“If you want to make it, all you have to do is try”
- William Kamkwamba
"Look,” someone said, “He’s made light.” That one simple phrase illustrates the courage and ingenuity of a young boy seemingly trapped in the poverty and hopelessness of a tiny village in Malawi, Africa. The Boy Who Harnessed the Wind follows William's autobiographical journey. Readers are taken along for the ride as we see his curiosity and lust for learning, pushed by the need to grow food during a famine, take him far beyond the confines of his situation. Throughout the book, William reminds us that there are still places in the world where access to things like plentiful meals and books is rare.
The story of William’s journey from a young boy’s isolated existence without education or money to a young man sparking a world-wide project that improves the lives of his countrymen is fascinating. Although his descriptions sometimes reflect simplicity and a still-growing understanding of the world, they also give us a clear picture of a young boy driven to better his life and the lives of those around him. Armed with only a few textbooks and a great willingness to question and explore, William builds a primitive windmill. The range of this windmill grows over time from initially powering William's radio to then shedding light in his room, home and village. Then, he uses his growing knowledge of electricity to fashion a water pump for his mother.
The personal and human portions of this story are especially touching: William’s first realization that he might live his life toiling in the fields, facing illness and ignorance; his hunger pains during the height of the famine; his tale of his mother’s bout with malaria; his friendships with boys who were attending school when his family could not afford to send him. In each of these situations, we see a bright mind and a strong determination willing to experience struggle, frustration, and even ridicule on the way to his dream.
William takes the reader into a typical life of a Malawian village. We have the literary experience of walking the trails near William’s home in Malawi, climbing the tower holding his “electric wind,” and eventually traveling across the globe to share his story. We stand outside the schoolhouse, feeling his longing for a chance to sit in one of those chairs and learn. We turn with him from the schoolhouse to the scrap yard, from the landscape to the library. We see a young mind expand, inquire, and grow.
Why We Love It:
William Kamkwamba is a shining example of how people in many poor countries are brilliant entrepreneurs and problem solvers for some of the many obstacles they meet in their daily lives. We are grateful that circumstances worked in his favor and William was able to tell his story to the rest of the world. Everyone can be inspired by the moments he shares about his life growing up in Malawi and his insistence on overcoming famine by building a windmill - which he did against all odds. In fact, his story is so inspiring that it was recently made into a movie (we also recommend this)!

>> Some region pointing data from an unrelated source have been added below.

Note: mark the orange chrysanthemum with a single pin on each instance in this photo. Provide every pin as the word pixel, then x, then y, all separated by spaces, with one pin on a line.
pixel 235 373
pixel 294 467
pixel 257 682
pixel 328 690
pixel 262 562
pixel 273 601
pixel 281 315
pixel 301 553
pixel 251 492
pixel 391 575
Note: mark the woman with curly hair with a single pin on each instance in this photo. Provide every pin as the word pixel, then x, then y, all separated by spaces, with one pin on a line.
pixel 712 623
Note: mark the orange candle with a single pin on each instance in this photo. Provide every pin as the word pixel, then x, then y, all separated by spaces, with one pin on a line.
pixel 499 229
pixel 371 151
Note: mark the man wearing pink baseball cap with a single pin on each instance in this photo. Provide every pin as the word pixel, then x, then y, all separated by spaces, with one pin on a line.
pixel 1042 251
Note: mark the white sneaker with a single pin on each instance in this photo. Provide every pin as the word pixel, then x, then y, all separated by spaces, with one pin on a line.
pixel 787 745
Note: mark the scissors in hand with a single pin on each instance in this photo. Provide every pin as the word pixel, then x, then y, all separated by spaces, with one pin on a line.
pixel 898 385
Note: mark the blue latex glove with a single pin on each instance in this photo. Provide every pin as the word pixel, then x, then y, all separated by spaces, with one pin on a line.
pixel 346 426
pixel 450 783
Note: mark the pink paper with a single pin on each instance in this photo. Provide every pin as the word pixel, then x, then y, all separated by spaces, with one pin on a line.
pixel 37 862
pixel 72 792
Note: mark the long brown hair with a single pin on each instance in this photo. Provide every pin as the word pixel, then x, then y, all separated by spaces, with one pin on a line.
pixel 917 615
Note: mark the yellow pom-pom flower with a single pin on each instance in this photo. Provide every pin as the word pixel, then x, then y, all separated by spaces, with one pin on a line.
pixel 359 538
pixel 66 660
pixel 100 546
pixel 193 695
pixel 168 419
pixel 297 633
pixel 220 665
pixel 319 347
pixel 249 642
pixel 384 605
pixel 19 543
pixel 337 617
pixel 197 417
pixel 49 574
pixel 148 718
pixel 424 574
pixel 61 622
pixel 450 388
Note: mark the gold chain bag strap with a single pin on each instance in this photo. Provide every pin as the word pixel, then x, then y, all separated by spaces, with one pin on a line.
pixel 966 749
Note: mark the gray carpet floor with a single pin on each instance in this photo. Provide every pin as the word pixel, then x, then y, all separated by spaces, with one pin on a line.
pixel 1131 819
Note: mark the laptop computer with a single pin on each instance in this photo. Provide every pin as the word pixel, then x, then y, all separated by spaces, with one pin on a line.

The Boy Who Harnessed the Wind is a must read at One World Center. In fact, we have all of our volunteers going to Malawi read it before they go. We run volunteer programs in Malawi and other countries so that we can help support and empower more Williams. The World could use a lot more people who push the boundaries and create change. A little spark of change can set off a chain reaction, impacting just one person to an entire village.